Il racconto di Petrucci


“Adesso è proprio un bel posto Austin! Nonostante sia una città bellissima, io questo circuito lo odiavo perché non c’avevo mai ‘accapezzato’ una mazza! Nel 2013, la prima volta qui, la moto si fermò, e dopo i ritiri delle prime due gare volevo smettere. Oggi a quasi 10 anni di distanza sono più contento che mai di essere ritornato! È stato veramente bello rivedere tutte le persone e la gara della MotoGP, mi sono sentito veramente bene. Mi rendo conto di quanto siano stati difficili gli ultimi due anni, non avevo quasi voglia di andare alle gare, o meglio, avevo voglia di andare ma per finire tutto il prima possibile. Ricordo però che a Valencia, l’ultimo GP, mentre ero nel motorhome, non volevo togliere la tuta, perché pensavo che non l’avrei più rimessa e volevo godermela ancora un po’. Ora invece mi è tornata quella voglia di correre, grazie anche a tutte le persone che a casa, e non soltanto, mi sono state vicino”.

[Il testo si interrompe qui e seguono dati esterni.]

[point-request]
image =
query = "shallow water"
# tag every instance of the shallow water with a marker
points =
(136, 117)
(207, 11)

“Non ho mai visto così tanti tifosi con cappelli, bandiere e il numero 9 addosso, questo è il regalo più bello che mi è stato fatto dopo che ho smesso di correre in MotoGP: l’affetto e il calore della gente. È stato bellissimo e al tempo stesso difficile attraversare il paddock, per tutti quelli che mi volevano salutare: meccanici, piloti, tifosi. Anche sotto il podio, vedere tutti quei colori diversi, Pramac, Ducati, Aprilia, Yamaha, alcuni amici del Team Suzuki addirittura hanno fatto invasione per festeggiarmi! È stato veramente bellissimo reincontrare tutti e vederli sorridere davanti a me, è il successo più grande”.

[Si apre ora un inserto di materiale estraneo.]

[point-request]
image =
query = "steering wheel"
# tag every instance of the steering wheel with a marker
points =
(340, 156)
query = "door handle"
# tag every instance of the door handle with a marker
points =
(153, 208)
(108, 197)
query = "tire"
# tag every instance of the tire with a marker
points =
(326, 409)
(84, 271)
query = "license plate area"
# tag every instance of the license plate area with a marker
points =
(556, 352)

Già, perché proprio come è successo in precedenza con la Dakar, la presenza di Petrux nel paddock sembra aver dato una nuova luce al movimento, il pilota ternano è stato costantemente circondato dalle telecamere e da un gran numero di fans che qui in America hanno la possibilità di vivere ancor più da vicino il mondo racing delle due ruote.

“Sono state belle gare, non conoscevo niente della moto, siamo ancora all’inizio, però sono riuscito a vincere due volte e gli americani sono diventati matti, c’era tantissima gente e non potevo chiedere di meglio che vedere tutte le persone che mi hanno voluto bene in tutti questi anni, e che mi hanno portato qua, assistere a questi successi. Per i giorni seguenti avevamo programmato un mega-viaggio in furgone, attraversando mezza America per andare a provare su piste che non conoscevo, prima in Wisconsin poi il giorno di Pasqua in Virginia, per poi tornare in Pennsylvania e poi volare ad Atlanta, dove si è svolta la seconda tappa. E poi finalmente tornerò a casa perché… ci vuole! L’America è bellissima, ma come si mangia qui non è proprio il massimo, nonostante ciò in questo momento sono veramente contento di aver fatto questa scelta. Sarete sempre aggiornati sui miei viaggi, non smettete di seguirmi!”.